SwapsWire will use a “point to point” platform, whereby counterparties can privately negotiate prices, rather go to a central location or exchange. “The reality of the swaps and derivatives market is that it is highly dependent upon the credit component,” says de Boissard. “The way in which this market has evolved makes it dependent on point to point contact for pricing between dealing institutions. Not only does SwapsWire address this, but it also addresses the need for straight-through processing, flexibility and cost savings.”
“To date, the swaps market has been largely manual and people intensive,” he adds. “The opportunity to create a standard protocol is very important, as is the ability to standardise the processing that we all have – because this represents a huge piece of all of our expense bases.

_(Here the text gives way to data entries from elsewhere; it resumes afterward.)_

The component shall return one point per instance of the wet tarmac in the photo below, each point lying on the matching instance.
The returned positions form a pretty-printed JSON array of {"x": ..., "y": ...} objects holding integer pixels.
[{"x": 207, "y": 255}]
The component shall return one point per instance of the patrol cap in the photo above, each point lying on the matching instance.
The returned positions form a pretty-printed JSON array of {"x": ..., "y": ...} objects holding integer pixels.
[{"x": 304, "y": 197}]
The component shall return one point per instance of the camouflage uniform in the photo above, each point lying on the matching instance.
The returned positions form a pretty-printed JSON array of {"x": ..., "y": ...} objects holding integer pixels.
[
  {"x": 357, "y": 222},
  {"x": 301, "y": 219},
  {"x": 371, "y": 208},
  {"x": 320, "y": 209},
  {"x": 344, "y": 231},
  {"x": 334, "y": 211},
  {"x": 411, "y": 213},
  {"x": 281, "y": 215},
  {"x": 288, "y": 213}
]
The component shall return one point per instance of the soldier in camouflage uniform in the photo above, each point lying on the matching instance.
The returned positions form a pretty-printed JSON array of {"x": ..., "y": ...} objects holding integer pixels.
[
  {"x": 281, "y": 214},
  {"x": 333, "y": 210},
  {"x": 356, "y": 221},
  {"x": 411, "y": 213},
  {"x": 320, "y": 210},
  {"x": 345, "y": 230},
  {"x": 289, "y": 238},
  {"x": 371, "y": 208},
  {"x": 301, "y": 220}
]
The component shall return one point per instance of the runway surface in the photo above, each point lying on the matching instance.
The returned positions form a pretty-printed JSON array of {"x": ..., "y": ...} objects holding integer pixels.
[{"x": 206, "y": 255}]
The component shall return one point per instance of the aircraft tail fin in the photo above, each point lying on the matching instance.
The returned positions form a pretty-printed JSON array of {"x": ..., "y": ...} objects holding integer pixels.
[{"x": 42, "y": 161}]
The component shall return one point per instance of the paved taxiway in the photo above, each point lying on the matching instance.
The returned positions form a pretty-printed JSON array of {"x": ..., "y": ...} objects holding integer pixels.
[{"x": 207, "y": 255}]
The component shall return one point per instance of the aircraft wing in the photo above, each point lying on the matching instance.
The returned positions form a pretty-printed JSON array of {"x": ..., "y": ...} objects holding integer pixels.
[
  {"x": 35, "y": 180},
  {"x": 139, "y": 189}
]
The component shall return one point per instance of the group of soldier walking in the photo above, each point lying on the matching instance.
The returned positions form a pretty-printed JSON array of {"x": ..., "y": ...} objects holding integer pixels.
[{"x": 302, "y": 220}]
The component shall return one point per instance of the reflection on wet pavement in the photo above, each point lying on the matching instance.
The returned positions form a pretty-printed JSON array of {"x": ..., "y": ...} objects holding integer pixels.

With SwapsWire, we are putting the building blocks in place to deliver a network that will automate the trade execution process and allow you to deal electronically with the whole continuum of the derivatives market.”
With regard to FPML, de Boissard notes there has been an attempt to create a standard protocol for the market, but to date, nothing has been done to create an electronic standard for verifying trades. “We will to look to FPML to begin with, but do see scope for expansion,” he says.
Software development is currently being evaluated for both internal and external solutions, but at least some of the building work is likely to be outsourced to independent contractors. Costing is still under discussion, however the partners say they are “committed to keeping access costs as low as possible” to ensure broad distribution.
SwapsWire will act as a software service provider and so will not hold any data, such as charting or analysis itself, but de Boissard says that once the building blocks are in place, it will be relatively easy to develop these services using the same protocol, which the partners intend to make openly available.
The Board of Directors currently comprises one member from each of the six participating institutions. A chief executive and other officers will be appointed within upcoming months.